SES・ITエンジニア SES業界ガイド・特集
「待機になったら給与はどうなるか」を、入社前に聞け
SESで案件が切れた待機期間の給与は、満額・減額・実質無給と会社によって扱いが大きく違う。生成AIによる下流工程の圧縮で案件変動が予想される時代、待機条件は生命線になる。確認すべき四点を当事者が解説する。
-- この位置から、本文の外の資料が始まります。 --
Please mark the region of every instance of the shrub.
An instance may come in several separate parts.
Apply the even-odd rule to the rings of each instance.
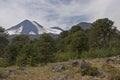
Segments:
[[[81,69],[82,76],[88,75],[88,76],[98,76],[99,71],[96,67],[88,67]]]
[[[88,52],[83,52],[81,58],[101,58],[110,57],[119,54],[119,50],[116,49],[90,49]]]
[[[9,65],[6,59],[0,59],[0,67],[7,67]]]
[[[55,61],[68,61],[71,59],[77,59],[77,54],[76,53],[71,53],[71,52],[63,52],[63,53],[56,53],[55,54]]]
[[[109,74],[109,80],[120,80],[120,70],[111,66],[103,65],[103,70]]]

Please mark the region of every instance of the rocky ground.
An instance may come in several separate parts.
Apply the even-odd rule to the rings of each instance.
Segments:
[[[0,68],[0,80],[120,80],[120,56]]]

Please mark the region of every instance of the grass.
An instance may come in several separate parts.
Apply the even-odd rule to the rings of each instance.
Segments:
[[[46,66],[30,67],[27,66],[25,70],[18,70],[17,66],[1,67],[0,68],[0,80],[120,80],[118,70],[120,64],[106,64],[104,58],[88,59],[91,63],[91,67],[96,67],[100,73],[103,73],[105,77],[94,77],[90,75],[82,76],[81,69],[79,67],[72,67],[71,61],[49,63]],[[64,65],[66,70],[59,72],[52,72],[52,68],[56,65]],[[104,66],[104,67],[103,67]],[[15,74],[6,74],[8,70],[15,70]],[[109,71],[110,70],[110,71]],[[118,74],[114,74],[118,71]],[[91,69],[90,69],[91,73]],[[109,79],[108,79],[109,77]]]

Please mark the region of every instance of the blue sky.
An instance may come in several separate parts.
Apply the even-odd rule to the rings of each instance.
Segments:
[[[9,28],[29,19],[45,27],[70,28],[108,17],[120,29],[120,0],[0,0],[0,25]]]

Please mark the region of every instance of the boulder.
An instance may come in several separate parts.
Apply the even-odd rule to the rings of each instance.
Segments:
[[[90,63],[85,61],[84,59],[82,59],[79,63],[79,66],[81,69],[85,69],[85,68],[89,68],[90,67]]]
[[[73,61],[72,62],[72,67],[78,67],[79,66],[79,62],[78,61]]]
[[[52,72],[58,72],[61,70],[65,70],[65,67],[63,65],[58,65],[58,66],[53,67]]]

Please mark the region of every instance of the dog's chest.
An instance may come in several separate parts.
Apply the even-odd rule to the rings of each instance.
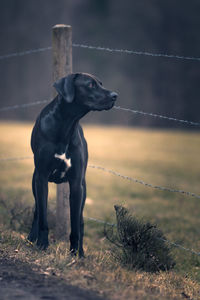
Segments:
[[[49,176],[49,181],[61,183],[65,181],[66,174],[71,168],[71,159],[66,157],[65,153],[54,154],[53,170]]]

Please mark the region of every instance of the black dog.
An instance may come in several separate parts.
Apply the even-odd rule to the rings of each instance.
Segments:
[[[111,109],[117,93],[104,89],[99,80],[84,73],[70,74],[58,80],[54,87],[58,95],[41,111],[32,132],[35,212],[28,239],[32,242],[37,240],[41,249],[48,247],[48,182],[69,182],[70,250],[83,256],[88,152],[79,120],[89,111]]]

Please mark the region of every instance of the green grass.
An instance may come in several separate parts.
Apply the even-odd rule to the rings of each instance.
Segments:
[[[31,129],[32,124],[0,123],[0,157],[32,155]],[[153,185],[200,194],[199,133],[98,126],[85,126],[84,129],[89,164]],[[0,167],[0,199],[10,207],[18,201],[32,206],[32,159],[0,161]],[[91,168],[87,171],[87,190],[86,217],[115,222],[114,204],[125,205],[137,217],[156,223],[169,240],[200,251],[200,199],[158,191]],[[52,209],[55,197],[55,185],[51,184],[49,203]],[[8,211],[1,204],[0,219],[9,228]],[[88,251],[94,250],[99,256],[102,249],[108,249],[102,225],[86,221],[85,231]],[[183,282],[187,276],[197,284],[200,281],[199,257],[176,248],[172,249],[172,254],[176,261],[175,274]]]

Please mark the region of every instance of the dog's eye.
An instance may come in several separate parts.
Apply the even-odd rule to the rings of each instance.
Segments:
[[[95,88],[95,83],[94,83],[94,82],[90,82],[90,83],[88,84],[88,87],[89,87],[90,89],[94,89],[94,88]]]

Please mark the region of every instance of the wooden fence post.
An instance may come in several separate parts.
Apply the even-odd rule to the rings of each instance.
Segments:
[[[53,82],[72,73],[72,28],[55,25],[52,30]],[[54,91],[54,96],[56,91]],[[70,230],[69,185],[57,185],[56,238],[68,240]]]

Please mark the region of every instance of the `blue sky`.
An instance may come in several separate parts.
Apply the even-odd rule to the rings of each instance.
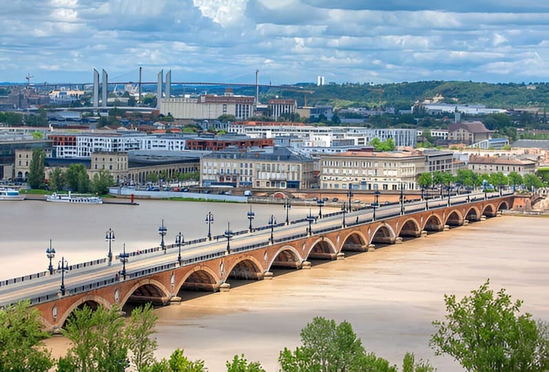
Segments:
[[[3,0],[0,81],[548,81],[545,0]]]

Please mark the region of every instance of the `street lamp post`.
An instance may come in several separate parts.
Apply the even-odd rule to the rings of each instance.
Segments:
[[[379,190],[376,190],[375,192],[374,192],[374,195],[376,196],[376,201],[370,205],[372,205],[372,207],[374,208],[374,214],[372,216],[372,221],[375,221],[376,220],[376,208],[379,207],[379,194],[380,194],[380,192]]]
[[[164,254],[167,253],[168,249],[164,244],[164,237],[168,234],[168,228],[164,225],[164,218],[162,218],[162,225],[158,227],[158,234],[160,236],[160,247],[164,251]]]
[[[404,214],[404,185],[400,183],[400,216]]]
[[[250,220],[250,227],[248,227],[250,232],[252,232],[252,220],[255,218],[255,214],[252,211],[252,206],[250,205],[250,211],[248,212],[248,219]]]
[[[230,223],[227,223],[227,229],[225,230],[224,235],[225,236],[225,238],[227,238],[227,253],[230,254],[230,243],[229,242],[230,241],[230,238],[233,238],[233,236],[235,235],[235,233],[230,230]]]
[[[347,211],[347,205],[345,205],[345,202],[343,202],[343,204],[341,205],[341,211],[343,213],[343,228],[345,227],[345,211]]]
[[[114,230],[111,229],[110,227],[109,227],[109,231],[105,234],[105,240],[109,242],[109,253],[107,254],[107,257],[109,258],[109,266],[111,266],[112,264],[112,251],[111,249],[111,246],[112,242],[114,241]]]
[[[53,275],[54,265],[52,265],[52,259],[55,257],[55,249],[52,248],[52,239],[50,239],[50,247],[46,249],[46,257],[50,258],[50,266],[47,267],[50,275]]]
[[[319,218],[322,218],[322,206],[324,205],[324,200],[319,199],[316,200],[316,204],[319,205]]]
[[[213,214],[212,212],[208,212],[206,215],[206,223],[208,224],[208,240],[212,240],[212,223],[213,223]]]
[[[126,253],[126,243],[124,243],[124,247],[122,248],[122,253],[118,256],[118,258],[122,262],[122,271],[120,271],[120,274],[122,275],[122,278],[125,280],[126,280],[126,262],[128,262],[128,258],[129,257],[129,254]]]
[[[274,244],[274,236],[273,236],[273,234],[274,233],[275,225],[277,225],[277,218],[274,218],[274,216],[271,214],[270,218],[267,223],[267,225],[270,226],[270,242],[272,244]]]
[[[65,296],[65,271],[69,271],[69,262],[61,257],[61,260],[57,264],[57,269],[61,271],[61,296]]]
[[[450,181],[448,181],[448,206],[450,207],[451,203],[450,202]]]
[[[312,235],[312,227],[311,226],[311,225],[312,224],[312,221],[314,221],[316,219],[314,218],[314,216],[311,214],[310,208],[309,208],[309,214],[308,214],[305,217],[305,219],[307,220],[307,221],[309,223],[309,236],[310,236],[311,235]]]
[[[349,198],[349,211],[351,211],[351,198],[354,196],[353,190],[351,189],[351,184],[349,184],[349,191],[347,192],[347,196]]]
[[[183,236],[183,234],[181,234],[181,231],[179,232],[177,235],[175,236],[175,244],[179,246],[179,254],[177,255],[177,262],[179,262],[179,265],[181,266],[181,245],[185,242],[185,239]]]
[[[290,209],[292,209],[292,205],[290,203],[290,199],[286,199],[284,203],[284,209],[286,210],[286,225],[290,225]]]

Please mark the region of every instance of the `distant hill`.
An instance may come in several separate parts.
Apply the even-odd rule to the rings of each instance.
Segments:
[[[416,101],[438,96],[442,98],[440,103],[483,104],[494,108],[549,106],[549,83],[545,83],[527,85],[432,81],[378,85],[344,83],[300,86],[314,92],[307,94],[308,105],[330,103],[338,107],[395,106],[404,110],[409,109]],[[296,99],[299,105],[304,103],[304,94],[296,92],[270,88],[261,94],[266,99],[275,96]]]

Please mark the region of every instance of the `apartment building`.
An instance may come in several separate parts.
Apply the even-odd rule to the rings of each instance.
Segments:
[[[416,189],[425,172],[425,156],[420,153],[348,151],[321,155],[322,189],[360,190]]]
[[[316,182],[313,161],[287,147],[241,151],[235,147],[200,159],[200,185],[299,189]]]

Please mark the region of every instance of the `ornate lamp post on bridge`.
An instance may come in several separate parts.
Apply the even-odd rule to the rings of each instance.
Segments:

SESの求人票で最も読まれない項目が、最も重要である。待機時の給与条件だ。
待機とは、参画していた案件が終わり、次の案件が決まるまでの空白期間を指す。華やかな還元率や単価の数字の裏で、この期間の扱いは会社によって驚くほど違う。満額支給の会社、一定割合に減額する会社、実質無給に近い運用の会社まである。仲介の現場に立つ筆者は、転職時にここを確認しなかったことを後悔するエンジニアを何人も見てきた。
待機時給与の類型と、法律の原則
先に原則を書く。正社員雇用であれば、会社都合で仕事を与えられない休業期間について、労働基準法は平均賃金の6割以上の休業手当を原則として会社に義務付けている。「待機中は完全無給」という説明を正社員にする会社は、それだけで疑ってよい。
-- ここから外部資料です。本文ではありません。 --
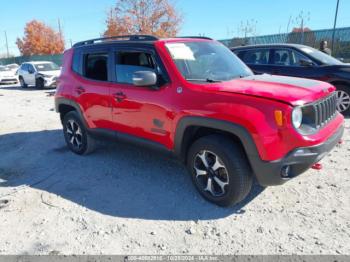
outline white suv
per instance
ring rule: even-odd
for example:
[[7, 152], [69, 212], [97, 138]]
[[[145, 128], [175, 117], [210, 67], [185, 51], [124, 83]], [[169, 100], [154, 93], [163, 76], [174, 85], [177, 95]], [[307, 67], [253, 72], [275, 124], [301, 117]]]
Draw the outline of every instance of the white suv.
[[53, 62], [26, 62], [18, 69], [18, 80], [22, 88], [35, 86], [38, 89], [56, 87], [61, 69]]

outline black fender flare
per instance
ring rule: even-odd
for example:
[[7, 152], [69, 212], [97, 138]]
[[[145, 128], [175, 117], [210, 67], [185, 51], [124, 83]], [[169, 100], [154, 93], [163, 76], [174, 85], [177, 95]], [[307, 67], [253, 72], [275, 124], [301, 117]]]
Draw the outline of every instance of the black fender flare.
[[72, 101], [70, 99], [64, 98], [64, 97], [56, 98], [55, 99], [55, 110], [56, 110], [57, 113], [61, 113], [60, 112], [60, 106], [61, 105], [67, 105], [67, 106], [73, 107], [75, 109], [75, 111], [79, 114], [79, 117], [82, 120], [82, 122], [85, 125], [85, 127], [88, 128], [88, 124], [87, 124], [87, 122], [85, 120], [83, 112], [81, 111], [81, 108], [80, 108], [78, 103], [76, 103], [76, 102], [74, 102], [74, 101]]
[[240, 139], [248, 158], [251, 159], [252, 157], [256, 158], [259, 156], [256, 144], [245, 127], [225, 120], [198, 116], [185, 116], [179, 120], [175, 131], [174, 153], [177, 157], [185, 157], [185, 148], [183, 148], [184, 134], [188, 127], [193, 126], [217, 129], [235, 135]]

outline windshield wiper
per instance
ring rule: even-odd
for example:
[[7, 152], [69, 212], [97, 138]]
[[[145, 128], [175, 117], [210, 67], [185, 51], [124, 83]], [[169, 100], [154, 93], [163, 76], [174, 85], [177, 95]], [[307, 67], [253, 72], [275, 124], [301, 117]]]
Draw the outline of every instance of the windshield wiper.
[[187, 81], [196, 81], [196, 82], [207, 82], [207, 83], [220, 83], [222, 81], [220, 80], [215, 80], [211, 78], [186, 78]]

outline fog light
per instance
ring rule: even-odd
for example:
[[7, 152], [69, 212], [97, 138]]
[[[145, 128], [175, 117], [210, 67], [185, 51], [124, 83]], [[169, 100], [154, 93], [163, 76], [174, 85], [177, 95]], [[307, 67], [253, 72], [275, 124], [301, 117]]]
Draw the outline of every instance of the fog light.
[[281, 169], [281, 177], [288, 178], [289, 177], [290, 166], [283, 166]]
そのうえで実務の論点は原則の先にある。6割なのか満額なのか。賞与や昇給への影響はあるか。単価連動給与の会社では、単価ゼロの期間の給与計算がどう定義されているか。ここが会社の設計思想が最も露骨に出る場所だ。
生成AIは待機リスクの分布を変える
なぜ今この話を書くか。生成AIが、案件の切れやすさの分布を変えつつあるからだ。
生成AIによる圧縮は、テスト・単純実装・定型的な保守といった下流工程から進む。つまりスキルが下流工程に寄っている人ほど、案件終了の波を先に受けやすくなる——これが仲介の現場から見た構造的な見立てである。単価の話だけではない。案件の絶対量が細る領域では、次の案件が決まるまでの期間も延びる。待機条件の重みは、これから増す一方だ。
入社前に確認すべき四点
- 待機時の給与は何割か。満額か、6割か、それ以外の計算式か。口頭でなく規程で確認する。
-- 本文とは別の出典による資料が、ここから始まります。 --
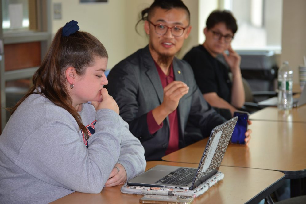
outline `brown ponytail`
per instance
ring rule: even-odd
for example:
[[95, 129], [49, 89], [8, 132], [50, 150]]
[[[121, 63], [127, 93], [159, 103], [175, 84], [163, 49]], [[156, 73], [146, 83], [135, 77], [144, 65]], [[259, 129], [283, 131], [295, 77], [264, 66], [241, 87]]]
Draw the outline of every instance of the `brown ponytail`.
[[41, 65], [34, 74], [33, 86], [14, 106], [7, 110], [12, 114], [30, 95], [40, 94], [69, 112], [88, 139], [87, 129], [72, 106], [72, 99], [66, 88], [65, 72], [67, 67], [72, 67], [78, 75], [82, 75], [86, 67], [92, 66], [95, 56], [108, 58], [108, 56], [103, 45], [91, 34], [76, 31], [63, 36], [62, 29], [56, 33]]

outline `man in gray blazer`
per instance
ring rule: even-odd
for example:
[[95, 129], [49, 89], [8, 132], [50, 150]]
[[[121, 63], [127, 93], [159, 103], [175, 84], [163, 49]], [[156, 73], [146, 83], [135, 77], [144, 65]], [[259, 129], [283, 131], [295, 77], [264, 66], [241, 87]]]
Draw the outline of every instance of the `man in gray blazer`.
[[[191, 29], [187, 7], [180, 0], [155, 0], [141, 14], [149, 44], [113, 68], [106, 88], [146, 160], [160, 160], [226, 120], [205, 101], [189, 64], [175, 57]], [[188, 122], [200, 129], [199, 138], [186, 135]]]

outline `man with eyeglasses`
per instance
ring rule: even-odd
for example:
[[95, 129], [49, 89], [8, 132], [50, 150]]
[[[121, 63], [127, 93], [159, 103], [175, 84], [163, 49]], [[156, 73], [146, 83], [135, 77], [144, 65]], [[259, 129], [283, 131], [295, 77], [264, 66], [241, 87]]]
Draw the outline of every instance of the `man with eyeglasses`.
[[[204, 100], [188, 63], [175, 57], [191, 29], [187, 7], [180, 0], [155, 0], [141, 13], [149, 45], [112, 69], [106, 88], [146, 160], [156, 160], [209, 136], [226, 120]], [[199, 136], [185, 134], [188, 121]]]
[[[237, 29], [236, 19], [229, 11], [215, 10], [208, 17], [203, 44], [192, 48], [183, 58], [191, 66], [205, 99], [227, 119], [245, 102], [240, 69], [240, 56], [230, 43]], [[228, 50], [228, 54], [224, 51]], [[232, 82], [225, 66], [217, 59], [222, 54], [232, 74]]]

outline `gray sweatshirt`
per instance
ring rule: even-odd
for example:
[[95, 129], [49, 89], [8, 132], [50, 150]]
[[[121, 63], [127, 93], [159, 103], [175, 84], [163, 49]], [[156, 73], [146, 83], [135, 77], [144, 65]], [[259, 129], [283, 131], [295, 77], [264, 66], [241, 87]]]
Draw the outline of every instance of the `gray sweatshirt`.
[[20, 105], [0, 136], [0, 203], [99, 193], [117, 162], [128, 179], [144, 170], [143, 148], [114, 111], [84, 104], [79, 114], [88, 144], [72, 116], [45, 97], [33, 94]]

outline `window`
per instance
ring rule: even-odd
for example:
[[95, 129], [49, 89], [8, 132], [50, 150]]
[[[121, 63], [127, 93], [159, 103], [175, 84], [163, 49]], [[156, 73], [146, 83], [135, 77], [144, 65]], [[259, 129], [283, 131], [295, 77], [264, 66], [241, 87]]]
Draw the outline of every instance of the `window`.
[[238, 29], [232, 43], [236, 49], [281, 50], [282, 1], [220, 1], [220, 8], [231, 11], [237, 20]]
- 待機の定義。営業起因の待機と、本人が案件を断り続けた場合の扱いは分けられているか。案件選択制の会社では特に重要だ。
- 待機中の過ごし方。研修・資格支援が用意されているか、それとも放置か。
- 平均待機期間。過去実績を数字で答えられるか。答えられない会社は管理していない。
待機を投資期間に変える
最後に、既に待機を経験している読者へ。待機は不安だが、まとまった学習時間でもある。生成AIスキルの習得は、この期間の投資先として合理的だ。市場が評価し始めており、次の案件の単価交渉材料になり、独学の効率をAI自身が上げてくれる。待機を「単価を上げて戻るための期間」に変えられるかどうかは、会社の支援と本人の設計次第である。
FAQ よくある質問
SESの待機期間中に給与が出ないのは違法ですか?
正社員雇用で会社都合の待機であれば、労働基準法上、平均賃金の6割以上の休業手当が原則必要です。完全無給の説明を受けた場合は雇用契約書と就業規則を確認し、必要なら労働基準監督署等に相談してください。
待機が長くなりやすい会社の特徴はありますか?
案件量が少ない(商流が深く選択肢が乏しい)、営業体制が弱い、待機実績を数字で管理していない会社は待機が長期化しやすい傾向があります。面談で平均待機期間を質問し、答えの具体性を見てください。